One of the doors looked to be a lift, but when she appreached she heard the hum of its motor in action, so rather than wait she went to the stairs and began to climb. Though the flight was in darkness, she didn't let that slow her but mounted the stairs three and four at a time until she reached the door that led out onto the top floor. As she groped for the handle she heard a voice from the suite beyond. The words were indecipherable, but the voice sounded cultivated, almost clipped. Had one of the Tabula Rasa survived after all? Bloxham, perhaps, the Casanova of the cellar?
She pushed the door open. It was brighter on the other side, though not by that much. All the rooms along the corridor were murky pits, their drapes drawn. But the voice led her on through the gloom towards a pair of doors, one of which was ajar. A light was burning on the other side. She approached with caution, the carpet underfoot lush enough to silence her tread. Even when the speaker broke off from his monologue for a few moments she continued to advance, reaching the suite without a sound. There was little purpose in delay, she thought, once she was at the threshold. Without a word, she pushed open the door.
There was a table in the room, and on it lay Oscar, in a double pool: one of light, the other of blood. She didn't scream, or even sicken, even though he was laid open like a patient in mid-surgery. Her thoughts flew past the horror to the man and his agonies. He was alive. She could see his heart beating like a fish in a red pool, gasping its last.
The surgeon's knife had been cast onto the table beside him, and its owner, who was presently concealed by shadow, said, "There you are. Come in, why don't you? Come in." He put his hands, which were clean, on the table. "It's only me, lovey."
"Dowd...."
"Ah! To be remembered. It seems such a little thing, doesn't it? But it's not. Really, it's not."
The old theatricality was still in his manner, but the mellifluous quality had gone from his voice. He sounded, and indeed looked, like a parody of himself, his face a mask carved by a hack.
"Do join us, lovey," he said. "We're in this together, after all."

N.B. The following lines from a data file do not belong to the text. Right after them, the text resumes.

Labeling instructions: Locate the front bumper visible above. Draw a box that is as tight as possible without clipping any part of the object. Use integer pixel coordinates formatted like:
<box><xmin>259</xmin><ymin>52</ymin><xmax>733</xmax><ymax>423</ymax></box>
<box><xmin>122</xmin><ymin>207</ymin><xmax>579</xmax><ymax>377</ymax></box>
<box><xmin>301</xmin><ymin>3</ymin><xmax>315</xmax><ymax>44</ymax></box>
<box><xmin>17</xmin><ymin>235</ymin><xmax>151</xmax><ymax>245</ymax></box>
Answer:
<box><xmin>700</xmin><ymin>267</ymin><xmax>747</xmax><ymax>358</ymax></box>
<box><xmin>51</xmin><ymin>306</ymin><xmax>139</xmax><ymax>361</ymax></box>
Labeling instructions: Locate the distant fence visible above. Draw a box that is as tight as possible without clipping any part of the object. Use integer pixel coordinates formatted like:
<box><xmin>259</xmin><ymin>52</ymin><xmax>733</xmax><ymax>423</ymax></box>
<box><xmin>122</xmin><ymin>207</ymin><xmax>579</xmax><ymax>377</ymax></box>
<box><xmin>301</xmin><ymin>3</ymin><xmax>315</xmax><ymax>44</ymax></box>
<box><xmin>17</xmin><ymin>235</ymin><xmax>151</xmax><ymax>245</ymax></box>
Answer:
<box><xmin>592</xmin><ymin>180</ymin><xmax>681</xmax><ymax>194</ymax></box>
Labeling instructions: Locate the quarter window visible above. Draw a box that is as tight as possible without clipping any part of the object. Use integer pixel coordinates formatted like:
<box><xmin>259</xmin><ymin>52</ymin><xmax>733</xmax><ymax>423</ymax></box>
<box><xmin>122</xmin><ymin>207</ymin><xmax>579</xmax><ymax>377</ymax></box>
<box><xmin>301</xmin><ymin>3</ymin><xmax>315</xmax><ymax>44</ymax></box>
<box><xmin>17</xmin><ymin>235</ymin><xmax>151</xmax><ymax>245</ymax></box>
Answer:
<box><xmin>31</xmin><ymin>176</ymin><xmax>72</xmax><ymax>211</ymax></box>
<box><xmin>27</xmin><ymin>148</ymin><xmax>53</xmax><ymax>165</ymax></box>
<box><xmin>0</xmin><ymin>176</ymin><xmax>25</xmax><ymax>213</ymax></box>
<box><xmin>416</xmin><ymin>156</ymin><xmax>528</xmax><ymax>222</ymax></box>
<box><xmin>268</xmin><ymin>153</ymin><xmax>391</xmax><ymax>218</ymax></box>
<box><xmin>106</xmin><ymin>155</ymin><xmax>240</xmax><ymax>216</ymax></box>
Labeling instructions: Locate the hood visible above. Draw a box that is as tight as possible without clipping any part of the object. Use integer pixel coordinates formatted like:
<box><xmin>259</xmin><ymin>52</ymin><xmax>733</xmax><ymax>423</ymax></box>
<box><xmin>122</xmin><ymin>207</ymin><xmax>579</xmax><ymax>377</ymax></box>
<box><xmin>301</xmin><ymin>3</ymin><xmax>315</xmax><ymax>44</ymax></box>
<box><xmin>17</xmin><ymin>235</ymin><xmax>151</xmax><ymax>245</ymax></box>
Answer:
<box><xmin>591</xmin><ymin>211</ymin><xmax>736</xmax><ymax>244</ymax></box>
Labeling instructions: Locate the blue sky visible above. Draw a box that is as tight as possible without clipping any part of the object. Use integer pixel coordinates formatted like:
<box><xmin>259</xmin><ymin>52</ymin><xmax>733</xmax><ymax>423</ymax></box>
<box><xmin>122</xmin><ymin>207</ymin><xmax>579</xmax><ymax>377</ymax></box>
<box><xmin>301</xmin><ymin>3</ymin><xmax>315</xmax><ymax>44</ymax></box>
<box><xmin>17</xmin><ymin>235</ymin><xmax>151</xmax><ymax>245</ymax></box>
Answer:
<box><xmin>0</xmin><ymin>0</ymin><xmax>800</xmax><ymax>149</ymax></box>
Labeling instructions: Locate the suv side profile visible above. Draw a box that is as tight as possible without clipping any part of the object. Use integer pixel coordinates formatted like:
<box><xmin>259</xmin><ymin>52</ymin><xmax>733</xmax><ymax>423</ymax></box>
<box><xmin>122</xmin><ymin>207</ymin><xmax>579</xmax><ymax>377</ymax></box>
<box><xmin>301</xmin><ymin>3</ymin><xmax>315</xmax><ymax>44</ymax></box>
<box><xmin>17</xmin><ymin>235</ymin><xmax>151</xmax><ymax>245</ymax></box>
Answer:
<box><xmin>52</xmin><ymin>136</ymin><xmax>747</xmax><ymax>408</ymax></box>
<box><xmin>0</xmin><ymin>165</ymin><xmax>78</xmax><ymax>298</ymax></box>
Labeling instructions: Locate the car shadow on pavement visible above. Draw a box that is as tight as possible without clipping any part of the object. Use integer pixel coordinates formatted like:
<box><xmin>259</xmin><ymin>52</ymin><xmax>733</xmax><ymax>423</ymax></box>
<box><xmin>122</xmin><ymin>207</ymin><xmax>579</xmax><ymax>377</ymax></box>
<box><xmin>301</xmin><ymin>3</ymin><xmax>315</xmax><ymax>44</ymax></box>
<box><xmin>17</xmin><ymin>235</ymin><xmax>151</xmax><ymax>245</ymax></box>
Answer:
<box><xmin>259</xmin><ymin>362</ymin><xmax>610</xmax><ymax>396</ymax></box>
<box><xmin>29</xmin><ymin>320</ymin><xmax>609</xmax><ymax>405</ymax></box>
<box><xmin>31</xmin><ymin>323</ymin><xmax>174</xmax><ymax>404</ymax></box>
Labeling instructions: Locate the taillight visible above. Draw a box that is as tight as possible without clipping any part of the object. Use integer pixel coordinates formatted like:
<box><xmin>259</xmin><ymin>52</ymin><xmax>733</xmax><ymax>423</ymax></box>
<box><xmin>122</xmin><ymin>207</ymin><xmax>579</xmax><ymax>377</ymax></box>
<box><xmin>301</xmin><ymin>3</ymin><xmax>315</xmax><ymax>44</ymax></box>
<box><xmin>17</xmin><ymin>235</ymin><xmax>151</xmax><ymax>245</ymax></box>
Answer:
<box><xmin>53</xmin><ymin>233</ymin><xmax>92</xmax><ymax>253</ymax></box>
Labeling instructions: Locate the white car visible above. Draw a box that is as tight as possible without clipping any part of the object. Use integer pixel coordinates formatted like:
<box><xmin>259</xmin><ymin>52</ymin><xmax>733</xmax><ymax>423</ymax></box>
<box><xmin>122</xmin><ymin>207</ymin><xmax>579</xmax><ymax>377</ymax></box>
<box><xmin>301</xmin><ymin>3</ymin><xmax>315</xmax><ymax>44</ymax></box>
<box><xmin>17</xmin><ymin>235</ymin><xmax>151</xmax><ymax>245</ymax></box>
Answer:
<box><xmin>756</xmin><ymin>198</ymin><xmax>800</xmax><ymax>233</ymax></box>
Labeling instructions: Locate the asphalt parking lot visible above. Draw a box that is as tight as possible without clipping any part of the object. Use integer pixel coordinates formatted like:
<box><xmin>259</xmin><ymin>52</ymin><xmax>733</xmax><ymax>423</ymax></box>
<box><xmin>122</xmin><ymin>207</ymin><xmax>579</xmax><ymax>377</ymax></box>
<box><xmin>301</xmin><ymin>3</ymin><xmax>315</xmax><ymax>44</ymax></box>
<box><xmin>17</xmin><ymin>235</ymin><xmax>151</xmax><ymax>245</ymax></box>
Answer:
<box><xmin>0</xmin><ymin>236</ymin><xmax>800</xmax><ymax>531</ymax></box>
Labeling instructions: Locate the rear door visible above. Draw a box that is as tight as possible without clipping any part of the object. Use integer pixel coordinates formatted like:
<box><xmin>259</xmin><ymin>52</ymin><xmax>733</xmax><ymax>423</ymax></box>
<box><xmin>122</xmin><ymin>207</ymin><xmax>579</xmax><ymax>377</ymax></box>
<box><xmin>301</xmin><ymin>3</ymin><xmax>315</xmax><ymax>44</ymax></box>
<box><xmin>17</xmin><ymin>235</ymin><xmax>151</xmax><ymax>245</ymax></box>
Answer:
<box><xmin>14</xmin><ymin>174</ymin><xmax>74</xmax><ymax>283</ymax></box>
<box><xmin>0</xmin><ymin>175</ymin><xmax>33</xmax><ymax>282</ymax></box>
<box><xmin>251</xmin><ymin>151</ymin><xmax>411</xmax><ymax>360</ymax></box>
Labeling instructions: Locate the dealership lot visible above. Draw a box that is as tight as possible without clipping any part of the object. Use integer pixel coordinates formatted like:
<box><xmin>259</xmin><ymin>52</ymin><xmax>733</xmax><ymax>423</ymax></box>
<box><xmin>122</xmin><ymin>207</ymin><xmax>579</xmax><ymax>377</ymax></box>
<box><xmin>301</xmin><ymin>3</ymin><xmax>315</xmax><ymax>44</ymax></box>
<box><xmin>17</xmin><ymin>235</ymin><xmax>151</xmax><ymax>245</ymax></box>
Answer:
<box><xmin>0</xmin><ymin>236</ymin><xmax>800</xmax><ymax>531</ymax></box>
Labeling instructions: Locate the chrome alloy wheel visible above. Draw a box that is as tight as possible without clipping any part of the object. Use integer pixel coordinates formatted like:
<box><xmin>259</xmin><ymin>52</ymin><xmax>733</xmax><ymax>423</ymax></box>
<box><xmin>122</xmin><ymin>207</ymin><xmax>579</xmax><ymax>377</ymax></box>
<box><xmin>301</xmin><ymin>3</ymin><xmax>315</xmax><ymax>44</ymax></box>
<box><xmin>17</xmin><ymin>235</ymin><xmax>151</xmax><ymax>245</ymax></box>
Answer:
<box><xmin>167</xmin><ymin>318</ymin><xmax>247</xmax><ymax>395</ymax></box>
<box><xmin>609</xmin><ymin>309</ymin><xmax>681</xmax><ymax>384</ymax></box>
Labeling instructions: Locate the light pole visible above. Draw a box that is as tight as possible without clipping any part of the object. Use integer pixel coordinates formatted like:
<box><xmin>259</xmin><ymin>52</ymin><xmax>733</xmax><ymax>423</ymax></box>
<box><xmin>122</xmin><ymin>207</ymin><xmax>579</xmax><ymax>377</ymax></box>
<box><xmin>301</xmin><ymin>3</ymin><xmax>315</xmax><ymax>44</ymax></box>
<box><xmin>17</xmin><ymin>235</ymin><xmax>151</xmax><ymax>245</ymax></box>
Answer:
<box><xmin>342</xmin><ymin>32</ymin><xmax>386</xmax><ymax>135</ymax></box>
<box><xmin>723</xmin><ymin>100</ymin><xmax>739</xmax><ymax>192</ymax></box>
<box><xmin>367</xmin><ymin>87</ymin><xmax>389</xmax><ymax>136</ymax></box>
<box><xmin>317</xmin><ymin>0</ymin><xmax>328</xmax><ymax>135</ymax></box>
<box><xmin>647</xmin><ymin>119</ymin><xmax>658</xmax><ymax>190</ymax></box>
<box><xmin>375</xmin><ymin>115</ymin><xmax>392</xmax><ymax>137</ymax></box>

Startled as she was to see him (though hadn't Oscar warned her that his type was difficult to kill?) she didn't feel intimidated by him. She'd seen his tricks and deceits and performances; she'd seen him hanging over an abyss, begging for life. He was ridiculous.
"I wouldn't touch Godolphin, by the way," he said.
She ignored the advice and went to the table.
"His life's hanging by a thread," Dowd went on. "If he's moved, I swear his innards will just drop out. My advice is let him lie. Enjoy the moment."
"Enjoy?" she said, the revulsion she felt surfacing, though she knew it was exactly what the bastard wanted to hear.
"Not so loud, sweetie," Dowd said, as if pained by her volume. "You'll wake the baby." He chuckled. "He is a baby, really, compared to us. Such a little life...."
"Why did you do this?"
"Where do I begin? With the petty reasons? No. With the big one. I did it to be free." He leaned in towards her, his face a chiaroscuro jigsaw beneath the lamp. "When he breathes his last, lovey—which'H be very soon now—that's the end of the Godolphins. When he's gone, we're in thrall to nobody."
"You were free in Yzordderrex."
"No. On a long leash, maybe, but never free. I felt his desires, I felt his discomforts. A little part of me knew I should be at home with him, making his tea and drying between his toes. In my heart, I was still his slave." He looked at the body again. "It seems almost miraculous, how he manages to linger."
He reached for the knife.
"Leave him!" she snapped, and he retreated with surprising alacrity.
She leaned towards Oscar, afraid to touch him for fear of shocking his traumatized system further and stopping it. There were tics in his face, and his white lips were full of tiny tremors.